Why is machine bias a problem in machine learning?

Answer

This question can be answered in two different ways. First, why is machine bias problem, as in, why does it exist in machine learning processes?

Machine learning, though sophisticated and complex, is to an extent limited based on the data sets that it uses. The construction of the data sets involves inherent bias. Just like in the media, where omissions and deliberate choices of inclusion may show a particular bias, in machine learning, the data sets that are used must be examined to determine what kind of bias exists.

Free Download: Machine Learning and Why It Matters

For instance, it's a common problem for technology testing and design processes to show a preference for one type of user over another. One big example is the gender disparity in the tech world.

Why does this make a difference, and why does it apply to machine learning?

Because a lack of existing females in a testing environment can lead to a produced technology that is less user-friendly to a female audience. The way some experts describe this is that without existing female testing, the end product may not recognize the input of female users – it may not have the tools to recognize female identities or to deal adequately with input from women.

The same holds true for various ethnicities, people of different religions, or any other type of demographic. Without the right data, the machine learning algorithms will not work correctly for a given user set, so that data of inclusion has to be deliberately added into the technology. Instead of just taking primary data sets and reinforcing inherent bias, human handlers need to really look at the issue.
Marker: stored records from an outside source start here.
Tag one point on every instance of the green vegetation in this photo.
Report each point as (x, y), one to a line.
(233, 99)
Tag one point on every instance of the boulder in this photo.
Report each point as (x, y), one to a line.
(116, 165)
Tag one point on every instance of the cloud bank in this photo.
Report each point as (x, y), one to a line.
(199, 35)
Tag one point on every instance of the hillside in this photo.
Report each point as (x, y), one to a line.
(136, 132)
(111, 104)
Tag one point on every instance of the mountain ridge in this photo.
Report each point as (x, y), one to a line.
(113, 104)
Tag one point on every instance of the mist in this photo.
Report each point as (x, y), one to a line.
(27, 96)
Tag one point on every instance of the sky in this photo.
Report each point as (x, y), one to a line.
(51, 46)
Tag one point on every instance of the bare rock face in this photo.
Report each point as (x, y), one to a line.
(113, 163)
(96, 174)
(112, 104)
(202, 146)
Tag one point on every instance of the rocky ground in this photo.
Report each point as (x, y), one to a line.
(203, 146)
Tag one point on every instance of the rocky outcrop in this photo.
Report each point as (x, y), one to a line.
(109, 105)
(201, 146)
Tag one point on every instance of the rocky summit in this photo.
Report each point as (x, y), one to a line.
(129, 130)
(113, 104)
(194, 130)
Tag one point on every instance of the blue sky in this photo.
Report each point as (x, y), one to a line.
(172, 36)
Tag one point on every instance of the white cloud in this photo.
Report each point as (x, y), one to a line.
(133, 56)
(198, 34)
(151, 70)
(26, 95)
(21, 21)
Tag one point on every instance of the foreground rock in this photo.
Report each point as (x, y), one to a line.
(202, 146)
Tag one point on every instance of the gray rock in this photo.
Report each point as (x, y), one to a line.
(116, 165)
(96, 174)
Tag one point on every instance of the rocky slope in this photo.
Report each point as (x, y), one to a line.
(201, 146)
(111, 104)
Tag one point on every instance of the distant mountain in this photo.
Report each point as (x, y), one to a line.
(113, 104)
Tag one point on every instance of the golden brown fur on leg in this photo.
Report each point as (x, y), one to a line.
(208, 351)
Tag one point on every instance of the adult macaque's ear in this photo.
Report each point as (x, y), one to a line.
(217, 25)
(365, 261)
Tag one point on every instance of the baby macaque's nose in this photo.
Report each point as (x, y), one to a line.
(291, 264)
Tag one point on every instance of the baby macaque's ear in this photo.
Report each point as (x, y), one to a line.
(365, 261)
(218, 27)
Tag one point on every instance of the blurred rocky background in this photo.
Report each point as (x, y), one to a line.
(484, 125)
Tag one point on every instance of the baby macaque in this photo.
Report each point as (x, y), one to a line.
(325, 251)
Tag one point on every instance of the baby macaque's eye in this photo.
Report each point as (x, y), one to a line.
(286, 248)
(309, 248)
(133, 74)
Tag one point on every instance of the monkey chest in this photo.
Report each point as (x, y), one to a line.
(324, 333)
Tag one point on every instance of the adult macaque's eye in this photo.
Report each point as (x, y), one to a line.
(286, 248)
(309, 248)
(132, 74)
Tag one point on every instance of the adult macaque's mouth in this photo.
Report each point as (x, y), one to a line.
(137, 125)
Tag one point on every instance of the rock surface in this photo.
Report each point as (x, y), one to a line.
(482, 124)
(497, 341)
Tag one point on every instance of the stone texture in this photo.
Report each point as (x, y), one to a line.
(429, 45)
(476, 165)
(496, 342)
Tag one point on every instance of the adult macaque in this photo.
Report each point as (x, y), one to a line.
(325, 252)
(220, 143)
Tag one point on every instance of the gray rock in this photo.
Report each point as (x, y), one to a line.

Another example is a machine learning engine that takes in job and salary information and spits out results. If that inherent data set is not analyzed, the machine will reinforce the bias. If it perceives that men hold the vast majority of executive jobs, and the machine learning process involves filtering through the raw data set and returning corresponding results, it's going to return results that show a male bias.

The second part of the question involves why this bias is so harmful. Without adequate supervision and testing, new technologies can harm, not help, our sense of inclusion and equality. If a new tech product is rolled out that recognizes faces with lighter skin, but not darker-skinned ones, it can lead to escalated ethnic tensions and the sense that the company in question is not sensitive to diversity. If a machine learning algorithm reproduces and heightens the bias in the data sets, that artificial intelligence is going to be adding its voice to the human voices and human tendencies that already exist in the social system that favor one group of people over another.

The best way to deal with this is to look closely at the underlying data sets, use feature selection, add variable input and manipulate the raw data sets themselves, and augment the real power of machine learning with deliberate human crafting of data, to get a result that delivers great analytical power, but also some of those human insights that computers cannot yet replicate.